What happened this year? If you’re rushed off your feet in the run up to Christmas you might just need a refresher. Among other things, 2015 was the year that scientists found water on Mars, the year that Cuba and the United States agreed to restore full diplomatic relations after 54 years of hostility, and the year that the United Nations Climate Change Conference in Paris was attended by leaders from 147 nations. Oh, and a film called Star Wars: The Force Awakens was released making some people very, very happy.
And there was plenty of good news for small businesses too. Overall, the numbers of small firms grew this year. According to the department of Business, Innovation and Skills 1,000 new small and medium sized enterprises, employing between 50 and 249 people, were set up. These are not only a boon to the economy, but a boon to outsourcing too, as many firms use freelancers to help them with a variety of tasks, from accounting to running social media.
The government say they are committed to small firms, and their Autumn Statement in November contained some choice titbits
Firstly, enterprise zones – areas where small companies pay reduced taxes and receive business support – are to be extended, including 15 new ones in smaller towns and rural areas.
There will be an extension on small business rate relief which helps the smallest companies pay less tax on their premises.
No more piles of paper… the tax return is going digital. By early 2016, all of the UK’s five million small businesses will have access to their own digital tax account. The move is supposed to make tax less taxing. However, from 2020 firms will be required to report quarterly. Best not to worry about that now, though.
The rumours that entrepreneurs’ relief, which allows business owners to apply for tax relief on a lifetime allowance of up to £10m, was to be scrapped proved untrue … although watch out forchanges to the rules in the future.

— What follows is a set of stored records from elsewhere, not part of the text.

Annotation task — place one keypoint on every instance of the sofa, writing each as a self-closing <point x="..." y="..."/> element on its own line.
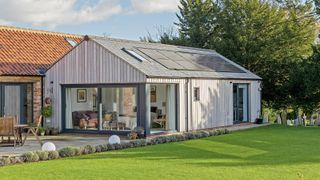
<point x="85" y="119"/>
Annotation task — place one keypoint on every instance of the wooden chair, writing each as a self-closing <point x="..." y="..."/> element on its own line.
<point x="34" y="130"/>
<point x="7" y="129"/>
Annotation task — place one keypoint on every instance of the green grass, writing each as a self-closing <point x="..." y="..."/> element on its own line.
<point x="272" y="152"/>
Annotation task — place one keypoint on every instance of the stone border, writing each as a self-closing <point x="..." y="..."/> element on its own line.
<point x="69" y="151"/>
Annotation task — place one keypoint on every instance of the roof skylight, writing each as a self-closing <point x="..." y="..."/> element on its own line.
<point x="72" y="42"/>
<point x="134" y="54"/>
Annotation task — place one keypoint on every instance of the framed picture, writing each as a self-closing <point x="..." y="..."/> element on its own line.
<point x="94" y="101"/>
<point x="81" y="95"/>
<point x="153" y="93"/>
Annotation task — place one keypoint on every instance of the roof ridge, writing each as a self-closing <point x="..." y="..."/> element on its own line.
<point x="150" y="43"/>
<point x="13" y="28"/>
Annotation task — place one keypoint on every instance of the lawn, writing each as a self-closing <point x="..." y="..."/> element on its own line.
<point x="273" y="152"/>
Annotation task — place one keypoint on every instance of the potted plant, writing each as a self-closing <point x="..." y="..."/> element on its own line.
<point x="46" y="112"/>
<point x="42" y="130"/>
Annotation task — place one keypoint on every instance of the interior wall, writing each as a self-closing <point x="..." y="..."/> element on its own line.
<point x="82" y="106"/>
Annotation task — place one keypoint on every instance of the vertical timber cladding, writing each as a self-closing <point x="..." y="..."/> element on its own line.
<point x="36" y="84"/>
<point x="215" y="107"/>
<point x="88" y="63"/>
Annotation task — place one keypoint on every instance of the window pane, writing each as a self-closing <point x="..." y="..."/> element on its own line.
<point x="119" y="108"/>
<point x="81" y="111"/>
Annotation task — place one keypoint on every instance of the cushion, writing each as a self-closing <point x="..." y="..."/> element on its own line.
<point x="85" y="116"/>
<point x="92" y="115"/>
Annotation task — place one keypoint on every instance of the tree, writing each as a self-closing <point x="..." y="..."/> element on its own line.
<point x="305" y="82"/>
<point x="266" y="37"/>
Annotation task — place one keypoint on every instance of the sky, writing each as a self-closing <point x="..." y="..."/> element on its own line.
<point x="127" y="19"/>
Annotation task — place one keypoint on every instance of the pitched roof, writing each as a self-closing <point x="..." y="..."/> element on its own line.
<point x="26" y="51"/>
<point x="160" y="60"/>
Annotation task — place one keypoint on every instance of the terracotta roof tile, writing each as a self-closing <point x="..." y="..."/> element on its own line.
<point x="25" y="51"/>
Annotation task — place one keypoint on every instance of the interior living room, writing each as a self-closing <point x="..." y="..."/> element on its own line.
<point x="103" y="108"/>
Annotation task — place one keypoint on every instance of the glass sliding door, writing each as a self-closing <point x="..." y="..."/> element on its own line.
<point x="163" y="107"/>
<point x="240" y="103"/>
<point x="118" y="108"/>
<point x="81" y="108"/>
<point x="101" y="108"/>
<point x="16" y="100"/>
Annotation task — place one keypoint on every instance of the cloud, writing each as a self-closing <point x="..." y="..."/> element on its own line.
<point x="56" y="12"/>
<point x="155" y="6"/>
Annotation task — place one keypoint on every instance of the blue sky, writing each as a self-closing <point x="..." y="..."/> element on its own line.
<point x="128" y="19"/>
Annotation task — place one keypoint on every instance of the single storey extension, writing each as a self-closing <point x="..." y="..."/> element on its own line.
<point x="106" y="85"/>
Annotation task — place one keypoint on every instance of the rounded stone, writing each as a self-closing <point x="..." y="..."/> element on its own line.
<point x="48" y="146"/>
<point x="114" y="139"/>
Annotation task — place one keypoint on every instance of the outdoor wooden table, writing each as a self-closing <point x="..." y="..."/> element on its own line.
<point x="19" y="128"/>
<point x="31" y="130"/>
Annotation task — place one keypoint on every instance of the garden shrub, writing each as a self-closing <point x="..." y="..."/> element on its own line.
<point x="43" y="155"/>
<point x="31" y="157"/>
<point x="53" y="155"/>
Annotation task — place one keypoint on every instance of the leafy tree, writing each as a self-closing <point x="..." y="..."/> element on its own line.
<point x="266" y="37"/>
<point x="305" y="83"/>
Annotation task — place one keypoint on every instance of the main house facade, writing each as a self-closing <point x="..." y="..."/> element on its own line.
<point x="24" y="56"/>
<point x="104" y="85"/>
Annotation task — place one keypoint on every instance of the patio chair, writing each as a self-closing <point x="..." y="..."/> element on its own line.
<point x="34" y="130"/>
<point x="7" y="129"/>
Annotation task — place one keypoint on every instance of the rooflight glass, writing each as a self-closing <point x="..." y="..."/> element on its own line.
<point x="71" y="42"/>
<point x="136" y="55"/>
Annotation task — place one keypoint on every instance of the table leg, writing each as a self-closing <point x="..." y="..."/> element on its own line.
<point x="37" y="137"/>
<point x="25" y="137"/>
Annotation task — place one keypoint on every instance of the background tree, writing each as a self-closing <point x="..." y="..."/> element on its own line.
<point x="267" y="37"/>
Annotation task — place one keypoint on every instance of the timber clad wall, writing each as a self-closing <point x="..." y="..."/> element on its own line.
<point x="181" y="99"/>
<point x="88" y="63"/>
<point x="36" y="82"/>
<point x="215" y="107"/>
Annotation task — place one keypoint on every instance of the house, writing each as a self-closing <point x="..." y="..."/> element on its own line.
<point x="106" y="85"/>
<point x="24" y="56"/>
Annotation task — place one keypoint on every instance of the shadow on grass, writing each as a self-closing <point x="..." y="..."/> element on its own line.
<point x="274" y="145"/>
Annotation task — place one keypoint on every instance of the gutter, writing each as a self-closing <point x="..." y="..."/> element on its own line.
<point x="187" y="94"/>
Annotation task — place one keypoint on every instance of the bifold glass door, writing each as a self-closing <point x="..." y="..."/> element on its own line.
<point x="101" y="108"/>
<point x="16" y="100"/>
<point x="240" y="103"/>
<point x="163" y="107"/>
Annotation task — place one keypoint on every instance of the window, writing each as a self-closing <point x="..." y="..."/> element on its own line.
<point x="134" y="54"/>
<point x="196" y="94"/>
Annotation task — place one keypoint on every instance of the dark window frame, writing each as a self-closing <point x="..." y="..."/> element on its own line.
<point x="196" y="94"/>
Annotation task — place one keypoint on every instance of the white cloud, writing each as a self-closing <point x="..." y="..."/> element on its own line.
<point x="52" y="13"/>
<point x="155" y="6"/>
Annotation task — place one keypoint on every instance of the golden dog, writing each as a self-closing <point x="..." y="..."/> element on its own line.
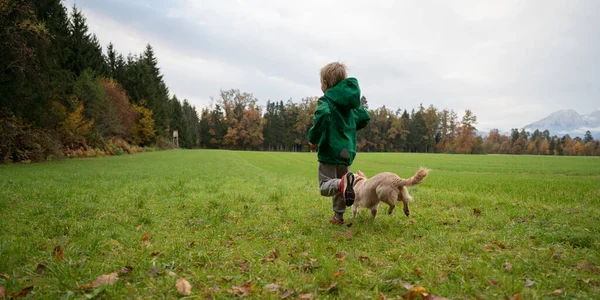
<point x="384" y="187"/>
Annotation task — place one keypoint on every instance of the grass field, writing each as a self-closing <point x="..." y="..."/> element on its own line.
<point x="254" y="224"/>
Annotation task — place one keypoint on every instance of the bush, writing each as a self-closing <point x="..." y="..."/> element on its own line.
<point x="163" y="143"/>
<point x="25" y="143"/>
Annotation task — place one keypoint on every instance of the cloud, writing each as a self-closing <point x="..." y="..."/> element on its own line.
<point x="510" y="62"/>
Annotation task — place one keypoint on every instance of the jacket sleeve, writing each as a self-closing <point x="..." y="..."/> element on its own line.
<point x="362" y="118"/>
<point x="321" y="122"/>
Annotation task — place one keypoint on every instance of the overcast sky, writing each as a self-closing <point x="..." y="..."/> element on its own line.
<point x="510" y="62"/>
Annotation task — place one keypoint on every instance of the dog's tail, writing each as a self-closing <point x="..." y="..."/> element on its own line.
<point x="416" y="179"/>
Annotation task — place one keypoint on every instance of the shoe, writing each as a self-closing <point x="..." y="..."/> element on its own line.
<point x="337" y="221"/>
<point x="346" y="187"/>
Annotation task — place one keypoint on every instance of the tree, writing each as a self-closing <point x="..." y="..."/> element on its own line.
<point x="466" y="136"/>
<point x="588" y="137"/>
<point x="143" y="131"/>
<point x="85" y="50"/>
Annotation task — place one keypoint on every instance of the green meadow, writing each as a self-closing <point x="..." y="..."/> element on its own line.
<point x="253" y="224"/>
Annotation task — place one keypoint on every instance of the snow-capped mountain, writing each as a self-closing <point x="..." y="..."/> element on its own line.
<point x="569" y="122"/>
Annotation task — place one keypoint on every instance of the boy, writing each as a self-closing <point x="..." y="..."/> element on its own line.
<point x="337" y="118"/>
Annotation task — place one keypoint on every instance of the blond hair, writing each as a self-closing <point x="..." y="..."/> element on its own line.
<point x="332" y="73"/>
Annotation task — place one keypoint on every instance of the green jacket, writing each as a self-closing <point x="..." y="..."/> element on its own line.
<point x="338" y="117"/>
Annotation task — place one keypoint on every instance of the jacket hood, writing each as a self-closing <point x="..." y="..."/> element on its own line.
<point x="345" y="94"/>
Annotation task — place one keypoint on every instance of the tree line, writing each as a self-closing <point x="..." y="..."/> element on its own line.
<point x="62" y="94"/>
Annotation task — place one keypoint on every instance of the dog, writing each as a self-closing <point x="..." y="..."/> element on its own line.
<point x="384" y="187"/>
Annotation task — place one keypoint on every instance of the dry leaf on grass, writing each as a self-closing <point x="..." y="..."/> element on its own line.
<point x="245" y="290"/>
<point x="272" y="287"/>
<point x="109" y="279"/>
<point x="125" y="270"/>
<point x="183" y="287"/>
<point x="40" y="269"/>
<point x="22" y="292"/>
<point x="332" y="286"/>
<point x="507" y="266"/>
<point x="555" y="292"/>
<point x="529" y="283"/>
<point x="244" y="266"/>
<point x="287" y="293"/>
<point x="58" y="253"/>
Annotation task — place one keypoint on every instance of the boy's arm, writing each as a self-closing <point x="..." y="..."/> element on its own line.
<point x="362" y="118"/>
<point x="321" y="121"/>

It was also a great year for science. Not only did scientists find evidence of liquid water on Mars, make controversial advances editing the human genome, and carry out the world’s most extensiveface transplant in New York, but small UK science and technology firms also caught a break this year. George Osborne cemented the government’s commitment to scientific research, protecting the £4.7bn funding pot in real terms for the rest of the Parliament, and promising a capital commitment of £6.9bn between now and 2021.
The freelance workforce is growing in the UK, and this year the self-employed were celebrated in style on National Freelancers Day in November. Chris Bryce, the chief executive of the Association of Independent Professionals and the Self Employed said the day was all about “celebrating and embracing those brave individuals who strike out on their own.”
And finally, Small Business Saturday held in December, went from strength to strength. This year, customers spent £623m with small businesses, an increase of £119m or 24% on 2014, and over 75% of local councils supported the campaign, including organising free parking, Christmas fairs and networking events.